How will we know when true gender equality is achieved in the British workplace? Perhaps there is an index running, even now, which measures gender equality with a range of key indicators. Equal pay at all levels of service delivery in the public sector would surely be one, as would equal numbers of women achieving promotions at work or being employed in positions appropriate to their qualifications, skills and training. Parity of representation in company boardrooms and among the nation’s chief executive officers would surely be another important indicator that, 40 years after the Sex Discrimination Act, this country is serious about treating women fairly and equally in the workplace.

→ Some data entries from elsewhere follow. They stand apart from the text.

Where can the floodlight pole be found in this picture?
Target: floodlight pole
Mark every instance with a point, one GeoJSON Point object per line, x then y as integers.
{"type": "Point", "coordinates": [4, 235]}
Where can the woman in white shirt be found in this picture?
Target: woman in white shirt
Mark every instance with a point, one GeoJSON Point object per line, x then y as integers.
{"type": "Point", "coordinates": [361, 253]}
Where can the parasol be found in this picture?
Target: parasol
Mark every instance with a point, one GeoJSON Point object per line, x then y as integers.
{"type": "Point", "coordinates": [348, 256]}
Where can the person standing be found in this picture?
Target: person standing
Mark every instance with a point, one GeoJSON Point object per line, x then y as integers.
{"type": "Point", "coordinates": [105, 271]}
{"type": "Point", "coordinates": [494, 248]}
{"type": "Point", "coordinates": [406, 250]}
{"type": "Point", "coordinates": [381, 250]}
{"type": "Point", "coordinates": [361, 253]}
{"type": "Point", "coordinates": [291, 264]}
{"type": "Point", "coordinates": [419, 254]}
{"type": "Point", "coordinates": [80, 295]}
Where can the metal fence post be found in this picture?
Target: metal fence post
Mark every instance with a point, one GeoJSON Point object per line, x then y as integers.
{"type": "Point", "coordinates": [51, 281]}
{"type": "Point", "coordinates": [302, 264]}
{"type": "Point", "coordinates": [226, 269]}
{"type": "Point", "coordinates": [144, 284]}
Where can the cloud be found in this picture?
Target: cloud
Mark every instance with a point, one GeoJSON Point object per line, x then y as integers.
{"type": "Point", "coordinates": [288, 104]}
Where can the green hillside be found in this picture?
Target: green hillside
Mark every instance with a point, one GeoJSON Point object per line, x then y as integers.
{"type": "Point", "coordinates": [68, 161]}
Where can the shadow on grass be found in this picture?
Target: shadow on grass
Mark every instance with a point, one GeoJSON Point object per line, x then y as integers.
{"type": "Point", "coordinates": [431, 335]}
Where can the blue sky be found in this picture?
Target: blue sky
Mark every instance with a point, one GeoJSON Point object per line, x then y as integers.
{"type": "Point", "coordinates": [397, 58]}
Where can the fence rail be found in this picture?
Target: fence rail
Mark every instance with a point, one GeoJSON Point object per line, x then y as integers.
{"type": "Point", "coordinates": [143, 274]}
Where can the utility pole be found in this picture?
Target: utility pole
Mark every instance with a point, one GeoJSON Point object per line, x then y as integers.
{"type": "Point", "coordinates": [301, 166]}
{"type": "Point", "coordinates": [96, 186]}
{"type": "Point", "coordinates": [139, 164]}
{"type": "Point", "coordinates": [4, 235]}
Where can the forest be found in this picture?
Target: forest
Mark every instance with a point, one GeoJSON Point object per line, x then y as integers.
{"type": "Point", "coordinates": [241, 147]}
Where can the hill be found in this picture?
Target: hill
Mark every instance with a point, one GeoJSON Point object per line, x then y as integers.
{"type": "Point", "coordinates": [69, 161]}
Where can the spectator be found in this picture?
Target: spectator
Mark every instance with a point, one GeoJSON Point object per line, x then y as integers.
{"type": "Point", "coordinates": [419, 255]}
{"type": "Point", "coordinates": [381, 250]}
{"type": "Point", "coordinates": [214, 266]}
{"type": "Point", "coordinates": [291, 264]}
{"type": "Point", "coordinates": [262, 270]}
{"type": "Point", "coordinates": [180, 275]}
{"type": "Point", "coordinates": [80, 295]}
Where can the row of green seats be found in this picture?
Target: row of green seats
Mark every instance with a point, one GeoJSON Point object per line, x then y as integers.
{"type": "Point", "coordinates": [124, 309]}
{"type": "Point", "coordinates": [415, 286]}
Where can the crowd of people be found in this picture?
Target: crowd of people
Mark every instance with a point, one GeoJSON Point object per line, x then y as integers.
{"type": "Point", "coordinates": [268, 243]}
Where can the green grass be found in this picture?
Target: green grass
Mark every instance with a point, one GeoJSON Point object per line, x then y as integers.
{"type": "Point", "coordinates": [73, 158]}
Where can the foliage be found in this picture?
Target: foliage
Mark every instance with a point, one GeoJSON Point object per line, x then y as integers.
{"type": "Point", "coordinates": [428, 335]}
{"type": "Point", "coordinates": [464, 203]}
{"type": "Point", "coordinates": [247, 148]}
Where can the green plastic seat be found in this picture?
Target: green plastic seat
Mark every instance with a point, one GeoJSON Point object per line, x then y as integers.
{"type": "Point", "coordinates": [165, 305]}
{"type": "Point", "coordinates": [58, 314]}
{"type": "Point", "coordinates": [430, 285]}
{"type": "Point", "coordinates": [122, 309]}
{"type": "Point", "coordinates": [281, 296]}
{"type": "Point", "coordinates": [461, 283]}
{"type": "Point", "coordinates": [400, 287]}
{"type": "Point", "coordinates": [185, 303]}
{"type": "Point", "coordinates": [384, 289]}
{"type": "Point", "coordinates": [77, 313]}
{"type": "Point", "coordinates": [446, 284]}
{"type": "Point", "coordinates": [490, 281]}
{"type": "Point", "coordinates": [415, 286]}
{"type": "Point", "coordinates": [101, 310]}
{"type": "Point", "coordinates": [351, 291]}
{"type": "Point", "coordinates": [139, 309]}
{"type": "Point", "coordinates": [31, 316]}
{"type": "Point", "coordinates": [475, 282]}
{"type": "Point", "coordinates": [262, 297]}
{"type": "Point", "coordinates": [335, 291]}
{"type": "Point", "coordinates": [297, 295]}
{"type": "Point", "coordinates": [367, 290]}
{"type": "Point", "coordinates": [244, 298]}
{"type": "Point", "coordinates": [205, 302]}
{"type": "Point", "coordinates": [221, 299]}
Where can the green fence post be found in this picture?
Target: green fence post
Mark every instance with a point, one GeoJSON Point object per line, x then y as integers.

Last week, in a perverse way, the Labour MP Helen Goodman provided another measure of the progress that has been made by working women in the UK. Goodman, the MP for Bishop Auckland in north-east England, suggested that women are now routinely promoted to top jobs in Whitehall that were beyond their competence and level of experience. Goodman said: “Someone very senior in the Foreign Office was saying that they were under pressure to appoint women as ambassadors. You can find that people are perfectly capable but sometimes they lack the experience or skills that you need to have. And you are not doing the organisation or [the women] themselves any favours by appointing them.”

If this is true, then it would be a landmark day in the quest for women to be treated equally in the workplace. That there may be some women operating at the highest level of the UK government who are not up to the job and have only been appointed because of their gender ought to be a cause for some celebration. For hundreds of years, the governments of this country and the biggest boardrooms have been awarding the best and most financially lucrative jobs to incompetent men.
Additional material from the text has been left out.